Margarita e Kevin Iván vivono reclusi dalla metà di marzo. Il fratello maggiore di lei, un maestro, li aveva avvertiti. “Era sabato, pensavamo che avremmo avuto una settimana di margine, ma lunedì avevano già sospeso le lezioni”, ricorda l’uomo, che ha dovuto rinunciare anche al suo passatempo preferito, i combattimenti di galli. Oggi se ne sta a casa a comporre versi rap sul virus.

Madre e figlio contano i giorni: non quelli che li separano dal rientro al lavoro ma i giorni che mancano prima che finiscano i risparmi. Almeno per il mese di maggio hanno abbastanza per la luce e per l’affitto. “I pochi risparmi che avevamo stanno finendo, è stressante non guadagnare nulla, se il lockdown non finisce…”.

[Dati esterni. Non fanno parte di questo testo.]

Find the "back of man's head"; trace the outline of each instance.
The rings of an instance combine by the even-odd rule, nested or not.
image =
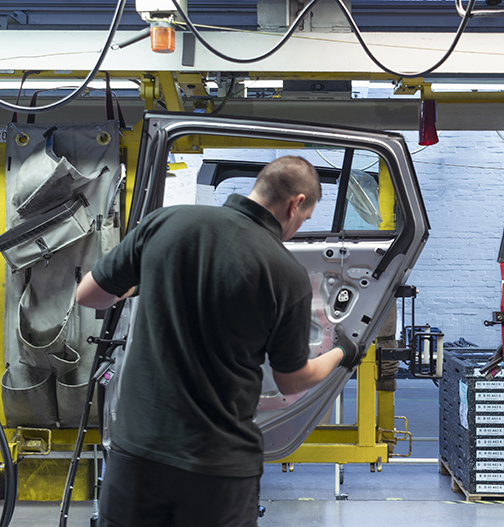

I giorni vuoti lasciano spazio anche alle lamentele. Margarita si concentra sul governo, che non li aiuta. “In cambio del voto offrivano cibo, perché adesso non fanno lo stesso per aiutare la gente?”, dice, poi se la prende con il fatto che ogni giorno il governo manda un messaggio diverso. “La mattina dicono una cosa, il pomeriggio il contrario, e il giorno dopo quello che dicevano due giorni prima”, assicura. Dice che questa comunicazione genera confusione, dato che sono in molti nel quartiere a pensare che il virus sia un’invenzione.

Lei e suo figlio, comunque, prendono sul serio i provvedimenti sul distanziamento sociale e l’obbligo di indossare le mascherine. “Che il virus esista o no, preferisco prevenire che lamentarmi dopo”, dice tra le risate, come se non avesse già abbastanza da combattere ogni giorno.